“Yes, they do mostly. Probably he meant Taos,—whole nest of artists at Taos.”
“Well, but why in thunder then—?”
The clerk smiled skeptically.
“Why, you see, it's something like this. Miss Hastings' bent on being an illustrator, pays better than teaching, I suppose, or—well, at any rate, that's what she's aiming for,—and she has an idea that if she can only get a series of pictures,—several of them on the same subject, you understand,—accepted by one of those Eastern magazines, she can soon work in with some big publisher and get an order. She told us all about it one night last winter when she was over.”

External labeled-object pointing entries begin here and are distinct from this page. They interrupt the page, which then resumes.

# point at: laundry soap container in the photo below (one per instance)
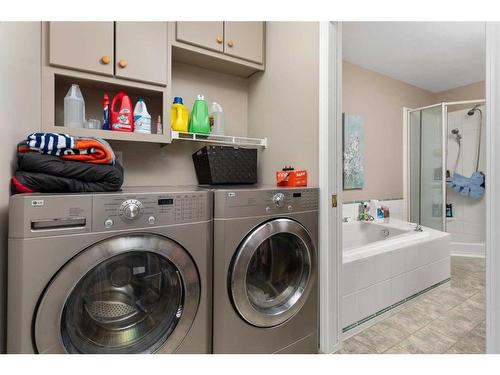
(199, 121)
(142, 118)
(223, 165)
(179, 115)
(74, 108)
(217, 119)
(122, 117)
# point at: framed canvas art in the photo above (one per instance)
(353, 151)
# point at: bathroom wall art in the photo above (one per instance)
(353, 151)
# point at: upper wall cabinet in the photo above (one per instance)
(141, 51)
(208, 35)
(140, 48)
(244, 40)
(230, 47)
(82, 45)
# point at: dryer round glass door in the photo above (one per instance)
(272, 272)
(128, 294)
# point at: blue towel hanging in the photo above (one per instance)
(473, 187)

“But in heaven's name, why Indians?” persisted Blair.
“Because she thinks she's found some good material here. She told me about that, too. Seems there's an old legend connected with Catalina, about an Indian princess and a cavern. The princess died of a broken heart or something of the sort, I believe she said. I never heard the particulars myself. Nobody else, either, seems to know anything about it. But Miss Hastings says there's quite a story, and she's got it all down pat from A to Z. She's using it for her series.”
A porter brought up some newcomers and Blair stepped aside. But the moment his man was at leisure again he cornered him at once. An idea had come to him, an idea almost dazzling in its possibilities.
“You say she hasn't finished her series yet?”
“Beg pardon? Oh, the teacher?” The man shook his head. “Evidently not from what she said just now. She never stays long enough really to put it over. Every few months she bobs up over a week-end, but that doesn't give her time even to visit some of the places she's after. She never seems to get much more than started before she has to go home again.”